Below, LondonHut offers some tried-and-tested ways to find cheap accommodations in London and across the UK:
The UK has many signature accommodations meant for budget travellers. If you don’t mind making a few sacrifices (like sharing your space), you could find something decent for less than €20 per night. Examples from the Guardian include boutique hotels, hostels, bunkhouses, “bothies,” cottages, and shared rooms. You can find hostels in London for as little as €15 per night, with breakfast and free Wi-Fi included.
When you book matters a great deal. It’s easier to find cheaper accommodations if you book your stay in the off-season, which is from November to April. Booking your stay as early as possible – 6 months in advance is ideal – will help you secure a better price. Furthermore, booking the place for a significant duration is almost always better (you typically get discounts if you do). If you can, aim for mid-week stays, which tend to be the cheapest. Avoid booking accommodations for a single day – those are the priciest.
Being flexible with where you stay will also help you save money. The countryside and smaller towns, for example, are much cheaper to stay in than larger cities and tourist hubs. Staying several kilometres away from your destination and travelling there and back makes for the biggest savings. To find cheap accommodations in a particular area (like London), select the “find places within 10km” or similar option when looking at maps on booking sites.
One of the best ways to save big on your accommodations is to share its cost with someone else. Ideally, this would be friends and family who are travelling with you, but it could also be an acquaintance you made on a travel group in a pinch. You could book a whole apartment, keep a room to yourself, and give another to someone else. Other sharing options worth looking into are house swapping and couch surfing.

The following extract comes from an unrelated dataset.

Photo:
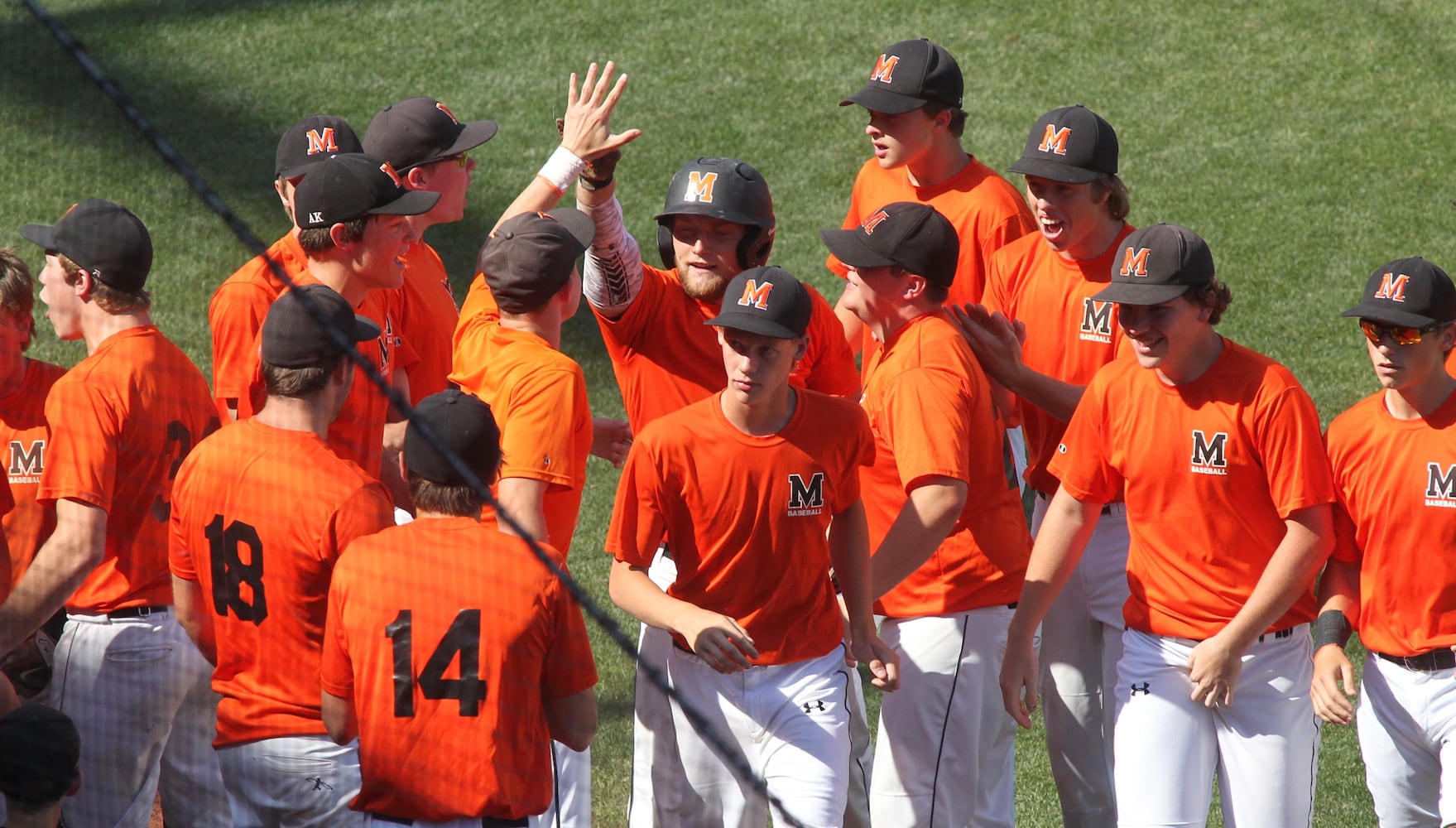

Every place you book comes with certain amenities, services, and similar benefits. If you book a place with good miscellaneous benefits – like free Wi-Fi, laundry, a kitchen, a fridge, a lounge, a pool, and similar – you will end up saving the money you’d otherwise spend on said benefits. It may not seem like much, but every little bit counts when you’re on a budget.
Many hotels and other places frequently have deals and discounts, especially during off or shoulder season. If there is a particular chain of hotels or B&Bs you frequent, signing up for their rewards program will help you secure great deals (including free stays). Some other ways to find discounts are checking social media pages, using your credit card points, signing up for newsletters, and negotiating group deals.
If you mainly look for accommodations using the internet, then you must clear your search history periodically (or log in from an incognito window). That’s because most popular accommodation listing sites as well as search engines log your search history and use it to price up any accommodations you might be interested in. CBC explains this in detail. Clearing your history and deleting cookies can help you reset these markups.
If you’re a frequent traveller to the UK – whether for personal or business reasons – purchasing a vacation home here could be an option worth exploring. This could be a small flat, a maisonette, or even a cottage. It would make for a good investment, save you accommodation expenses, give you a guaranteed place to stay even during the busy touristy season, and even help you generate passive income (if you let it out when you’re not living there).
Finding cheap accommodations in the UK isn’t hard if you make good use of the internet and don’t mind a bit of research. If you have contacts in the UK, reaching out to them can help you find local deals on accommodations or give you access to accommodations not listed online.